One data mining technique that uses simple random sampling with replacement is bootstrap aggregating, also known as bagging. The technique involves combining the predictions of multiple models usually from the same algorithm within either classification or regression, e.g., classification decision trees. Each model is built from a different sample of the original dataset using simple random sampling with replacement. These samples are called bootstrap samples.

A model composed of multiple other models is often referred to as an ensemble model. For regression models, the predictions of each component model are averaged. For classification models, voting is used to select the prediction agreed upon by the majority of models. Bagging often increases model accuracy and stability by reducing variance and avoiding overfitting.

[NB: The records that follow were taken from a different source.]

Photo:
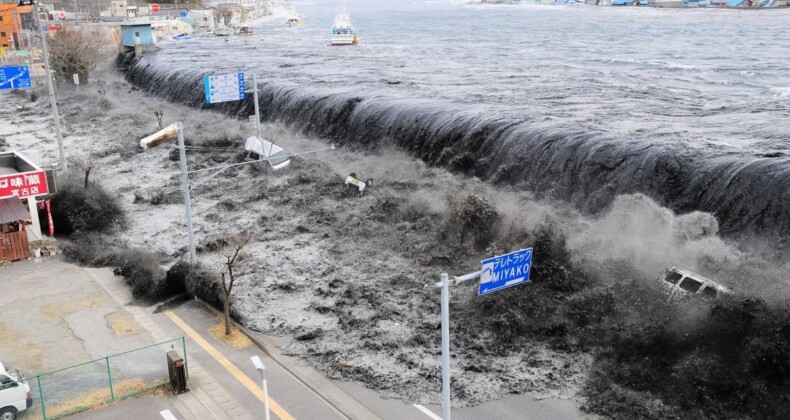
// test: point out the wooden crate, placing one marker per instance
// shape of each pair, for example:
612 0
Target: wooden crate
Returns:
13 246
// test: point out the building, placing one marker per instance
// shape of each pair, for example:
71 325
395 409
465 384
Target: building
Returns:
21 181
13 20
165 29
204 20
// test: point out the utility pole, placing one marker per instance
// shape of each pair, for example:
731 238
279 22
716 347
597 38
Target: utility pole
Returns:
51 88
185 186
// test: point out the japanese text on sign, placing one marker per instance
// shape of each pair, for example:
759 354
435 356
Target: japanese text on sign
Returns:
224 87
505 271
26 184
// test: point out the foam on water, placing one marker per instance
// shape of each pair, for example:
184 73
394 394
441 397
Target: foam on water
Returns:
579 103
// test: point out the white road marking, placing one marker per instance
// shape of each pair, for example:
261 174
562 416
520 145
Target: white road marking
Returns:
167 415
427 412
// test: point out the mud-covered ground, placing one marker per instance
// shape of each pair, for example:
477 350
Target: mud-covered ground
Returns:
350 279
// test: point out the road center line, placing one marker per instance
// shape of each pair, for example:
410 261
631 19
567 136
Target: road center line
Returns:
167 415
227 364
427 412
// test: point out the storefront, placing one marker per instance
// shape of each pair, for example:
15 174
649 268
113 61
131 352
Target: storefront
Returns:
21 181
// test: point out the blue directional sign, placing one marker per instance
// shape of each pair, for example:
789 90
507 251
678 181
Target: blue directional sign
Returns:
224 88
15 77
505 271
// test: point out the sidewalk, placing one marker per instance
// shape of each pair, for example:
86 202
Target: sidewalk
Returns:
207 399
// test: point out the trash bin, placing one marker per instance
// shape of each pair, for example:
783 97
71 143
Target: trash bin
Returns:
178 374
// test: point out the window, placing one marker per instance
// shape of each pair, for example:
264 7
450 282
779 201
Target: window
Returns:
672 277
690 285
6 382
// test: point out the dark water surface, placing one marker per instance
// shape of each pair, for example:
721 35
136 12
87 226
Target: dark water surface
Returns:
582 103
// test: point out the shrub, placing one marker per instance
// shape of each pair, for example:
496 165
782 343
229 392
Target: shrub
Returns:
91 249
142 272
76 52
197 281
85 209
472 221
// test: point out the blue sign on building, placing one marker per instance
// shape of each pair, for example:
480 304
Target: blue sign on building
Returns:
224 87
15 77
505 271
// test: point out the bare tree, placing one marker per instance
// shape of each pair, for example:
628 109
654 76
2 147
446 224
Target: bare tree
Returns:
233 261
76 52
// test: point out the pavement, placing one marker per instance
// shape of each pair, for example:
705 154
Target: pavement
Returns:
83 314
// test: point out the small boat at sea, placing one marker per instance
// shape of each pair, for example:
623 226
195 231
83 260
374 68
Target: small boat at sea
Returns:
342 33
294 20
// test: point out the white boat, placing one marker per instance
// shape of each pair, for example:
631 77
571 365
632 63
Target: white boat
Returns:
294 20
342 33
260 149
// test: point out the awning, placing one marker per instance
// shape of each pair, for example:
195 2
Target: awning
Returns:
12 210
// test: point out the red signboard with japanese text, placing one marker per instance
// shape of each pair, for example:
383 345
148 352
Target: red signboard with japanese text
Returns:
25 184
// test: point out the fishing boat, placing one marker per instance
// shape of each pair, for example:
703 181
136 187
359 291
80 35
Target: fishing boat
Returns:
294 20
342 33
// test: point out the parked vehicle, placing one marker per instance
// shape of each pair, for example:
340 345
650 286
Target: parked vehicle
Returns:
15 394
681 282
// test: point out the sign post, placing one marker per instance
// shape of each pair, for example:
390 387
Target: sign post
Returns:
224 88
496 273
15 77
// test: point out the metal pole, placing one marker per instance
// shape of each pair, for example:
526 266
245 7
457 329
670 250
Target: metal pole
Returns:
185 186
265 393
53 101
109 376
445 285
257 111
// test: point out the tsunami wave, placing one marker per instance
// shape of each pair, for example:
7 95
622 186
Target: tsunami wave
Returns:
748 194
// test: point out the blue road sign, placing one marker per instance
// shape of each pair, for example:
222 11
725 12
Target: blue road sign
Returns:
505 271
224 88
15 77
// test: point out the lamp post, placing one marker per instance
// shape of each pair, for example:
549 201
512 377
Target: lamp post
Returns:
52 100
262 370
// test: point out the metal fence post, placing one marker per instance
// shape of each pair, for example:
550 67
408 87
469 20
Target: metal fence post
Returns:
445 285
109 376
41 397
184 348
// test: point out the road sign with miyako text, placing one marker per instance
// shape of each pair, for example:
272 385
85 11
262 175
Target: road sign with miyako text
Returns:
224 88
505 271
24 184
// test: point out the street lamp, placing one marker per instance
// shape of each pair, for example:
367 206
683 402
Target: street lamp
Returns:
256 361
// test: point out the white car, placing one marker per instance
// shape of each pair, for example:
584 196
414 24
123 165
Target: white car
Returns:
15 394
684 282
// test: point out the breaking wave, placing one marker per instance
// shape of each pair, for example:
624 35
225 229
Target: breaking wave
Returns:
747 194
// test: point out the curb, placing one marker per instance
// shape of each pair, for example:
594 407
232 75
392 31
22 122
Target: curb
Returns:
345 404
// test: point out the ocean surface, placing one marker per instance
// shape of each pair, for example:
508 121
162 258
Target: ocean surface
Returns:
581 103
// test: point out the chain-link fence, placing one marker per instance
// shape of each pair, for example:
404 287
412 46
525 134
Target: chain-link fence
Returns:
80 387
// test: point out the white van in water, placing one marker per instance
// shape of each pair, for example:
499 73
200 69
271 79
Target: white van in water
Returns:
684 282
14 393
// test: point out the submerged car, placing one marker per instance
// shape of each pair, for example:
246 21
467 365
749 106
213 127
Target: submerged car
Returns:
681 282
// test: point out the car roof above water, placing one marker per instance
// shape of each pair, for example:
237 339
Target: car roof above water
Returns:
708 283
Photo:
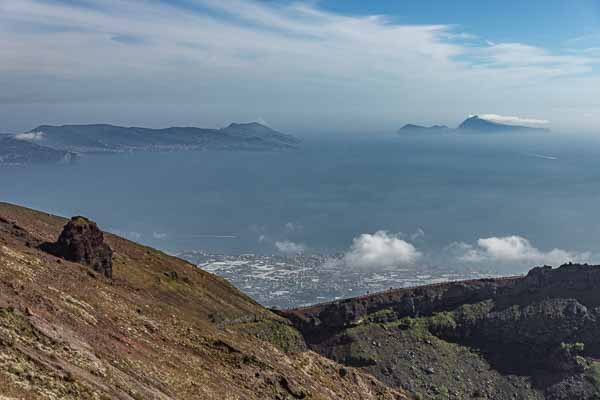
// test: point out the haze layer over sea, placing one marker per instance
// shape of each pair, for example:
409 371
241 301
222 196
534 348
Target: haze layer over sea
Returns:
497 204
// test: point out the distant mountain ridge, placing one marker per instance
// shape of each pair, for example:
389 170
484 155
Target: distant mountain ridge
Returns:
478 124
473 124
16 152
50 144
112 138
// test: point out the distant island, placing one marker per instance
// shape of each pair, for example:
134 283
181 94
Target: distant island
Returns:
55 144
473 124
16 152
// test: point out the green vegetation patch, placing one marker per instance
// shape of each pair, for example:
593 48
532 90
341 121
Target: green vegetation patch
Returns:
278 333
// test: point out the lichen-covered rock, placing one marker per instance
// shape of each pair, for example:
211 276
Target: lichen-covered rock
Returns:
82 241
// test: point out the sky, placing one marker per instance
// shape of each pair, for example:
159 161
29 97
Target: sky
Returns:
299 66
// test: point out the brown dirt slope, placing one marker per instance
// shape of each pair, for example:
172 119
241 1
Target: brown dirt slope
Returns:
161 329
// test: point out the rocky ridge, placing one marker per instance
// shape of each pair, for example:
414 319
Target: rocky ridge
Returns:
535 336
159 329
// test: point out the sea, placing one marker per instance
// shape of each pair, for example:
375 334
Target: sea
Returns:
446 196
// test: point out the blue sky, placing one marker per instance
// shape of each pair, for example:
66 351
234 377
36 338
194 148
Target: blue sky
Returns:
548 23
330 65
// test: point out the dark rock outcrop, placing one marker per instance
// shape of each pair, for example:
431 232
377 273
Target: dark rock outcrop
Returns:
82 241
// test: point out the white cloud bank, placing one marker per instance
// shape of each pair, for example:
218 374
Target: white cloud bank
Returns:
513 120
30 136
513 249
290 248
380 250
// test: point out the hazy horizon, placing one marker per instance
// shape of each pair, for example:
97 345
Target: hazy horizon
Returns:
300 67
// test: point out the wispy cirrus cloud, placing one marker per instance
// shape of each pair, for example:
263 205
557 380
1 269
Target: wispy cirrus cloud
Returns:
242 58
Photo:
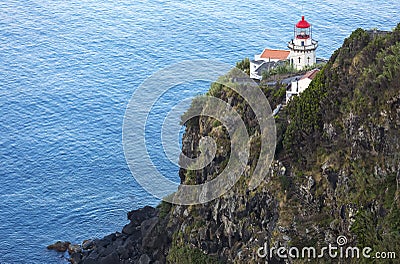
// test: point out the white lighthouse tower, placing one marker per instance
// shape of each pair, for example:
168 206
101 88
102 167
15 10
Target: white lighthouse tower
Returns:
302 46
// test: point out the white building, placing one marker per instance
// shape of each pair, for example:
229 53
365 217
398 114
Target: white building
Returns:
301 52
266 61
302 47
300 85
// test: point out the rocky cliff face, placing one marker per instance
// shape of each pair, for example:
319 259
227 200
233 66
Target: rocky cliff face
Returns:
337 173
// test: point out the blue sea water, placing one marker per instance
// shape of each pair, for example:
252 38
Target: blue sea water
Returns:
67 72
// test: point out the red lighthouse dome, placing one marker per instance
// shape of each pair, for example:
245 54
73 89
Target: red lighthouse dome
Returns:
303 23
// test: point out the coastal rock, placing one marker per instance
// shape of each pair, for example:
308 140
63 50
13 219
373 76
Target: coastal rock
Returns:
59 246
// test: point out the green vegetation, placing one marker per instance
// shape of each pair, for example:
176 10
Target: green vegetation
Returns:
189 255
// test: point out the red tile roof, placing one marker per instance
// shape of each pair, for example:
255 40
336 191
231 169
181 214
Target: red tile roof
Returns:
310 74
275 54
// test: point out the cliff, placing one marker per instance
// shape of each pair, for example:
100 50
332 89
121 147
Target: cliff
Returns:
336 173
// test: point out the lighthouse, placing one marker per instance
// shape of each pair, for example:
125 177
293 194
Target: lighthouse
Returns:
302 47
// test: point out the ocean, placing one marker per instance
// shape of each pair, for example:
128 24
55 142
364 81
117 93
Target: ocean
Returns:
67 72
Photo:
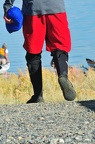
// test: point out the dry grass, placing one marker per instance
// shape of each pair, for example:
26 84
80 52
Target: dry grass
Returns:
17 89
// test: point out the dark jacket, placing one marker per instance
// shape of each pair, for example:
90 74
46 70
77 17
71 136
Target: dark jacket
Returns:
38 7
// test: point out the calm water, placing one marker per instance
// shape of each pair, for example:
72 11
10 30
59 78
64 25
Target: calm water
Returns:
81 17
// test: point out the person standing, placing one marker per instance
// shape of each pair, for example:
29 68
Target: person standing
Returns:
45 20
3 54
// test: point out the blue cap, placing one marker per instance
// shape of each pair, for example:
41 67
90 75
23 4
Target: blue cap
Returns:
16 15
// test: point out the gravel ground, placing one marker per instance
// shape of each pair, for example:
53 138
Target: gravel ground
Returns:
47 123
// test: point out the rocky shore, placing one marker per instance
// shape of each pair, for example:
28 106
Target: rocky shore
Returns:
48 123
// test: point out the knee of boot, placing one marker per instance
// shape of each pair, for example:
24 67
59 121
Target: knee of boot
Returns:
33 62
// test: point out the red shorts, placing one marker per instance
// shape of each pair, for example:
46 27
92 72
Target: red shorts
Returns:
51 28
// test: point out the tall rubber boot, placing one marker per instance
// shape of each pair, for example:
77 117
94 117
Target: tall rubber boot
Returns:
61 63
35 72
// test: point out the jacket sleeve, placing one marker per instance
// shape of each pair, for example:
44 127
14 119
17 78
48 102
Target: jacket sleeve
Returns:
7 5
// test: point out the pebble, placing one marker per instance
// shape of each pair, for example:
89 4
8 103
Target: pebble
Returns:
48 123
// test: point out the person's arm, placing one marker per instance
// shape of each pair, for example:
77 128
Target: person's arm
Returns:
7 5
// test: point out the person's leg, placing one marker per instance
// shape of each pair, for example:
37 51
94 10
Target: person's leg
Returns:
58 41
34 29
35 72
61 63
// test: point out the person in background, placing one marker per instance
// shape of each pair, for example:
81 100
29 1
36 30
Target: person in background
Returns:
3 54
45 20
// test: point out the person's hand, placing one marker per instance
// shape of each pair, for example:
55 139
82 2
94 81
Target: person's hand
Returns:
8 21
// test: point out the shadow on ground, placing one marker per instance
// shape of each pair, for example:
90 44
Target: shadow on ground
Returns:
90 104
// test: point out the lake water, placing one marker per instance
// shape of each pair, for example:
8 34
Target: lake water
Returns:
81 17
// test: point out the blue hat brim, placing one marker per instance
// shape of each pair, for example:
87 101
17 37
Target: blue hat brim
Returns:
16 15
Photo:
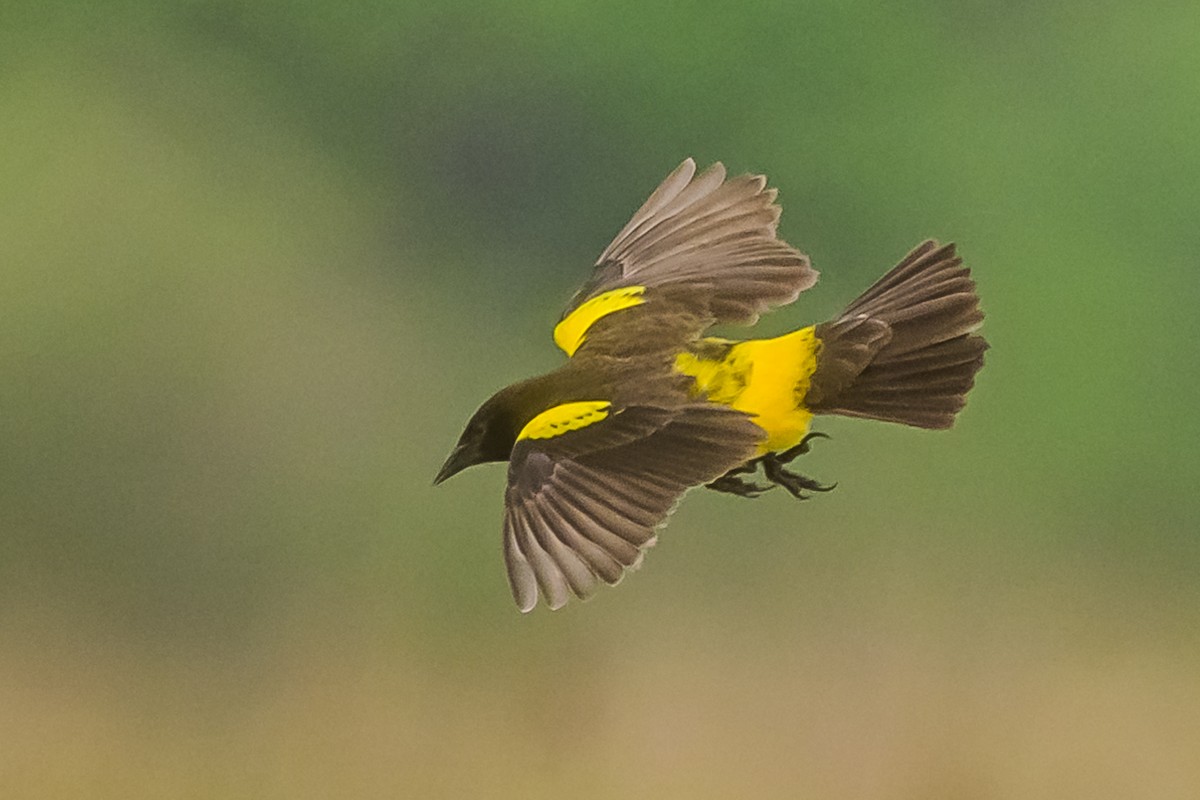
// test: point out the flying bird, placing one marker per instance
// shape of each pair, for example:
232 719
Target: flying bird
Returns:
647 407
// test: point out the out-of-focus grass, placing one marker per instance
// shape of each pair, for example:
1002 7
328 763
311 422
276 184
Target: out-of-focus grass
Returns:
262 262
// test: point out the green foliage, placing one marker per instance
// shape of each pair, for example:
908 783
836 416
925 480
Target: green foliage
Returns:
262 260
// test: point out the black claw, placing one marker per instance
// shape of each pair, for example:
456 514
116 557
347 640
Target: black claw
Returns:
787 456
773 468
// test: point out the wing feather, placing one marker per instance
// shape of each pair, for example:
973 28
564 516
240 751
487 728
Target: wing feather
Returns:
701 246
581 509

This, however, is a topic for another post.

There are many possible ways to produce a random sample with replacement. One approach is to identify each row by its row number and then to use a hash function to select the records for our sample. The following script samples 1200 records from the CUSTOMERS table. We first create a view appending the row_number column using the rownum pseudo column. Iterating for the number of records in our sample, we populate the table CUSTOMERS_MAP with the hash value, which is based on the iterator i and ranges from 1 to the number of records in CUSTOMERS. The final step is to create the sample view by joining the CUSTOMERS_MAP table to the CUSTOMERS_V table using the sample_number and row_number in the join condition.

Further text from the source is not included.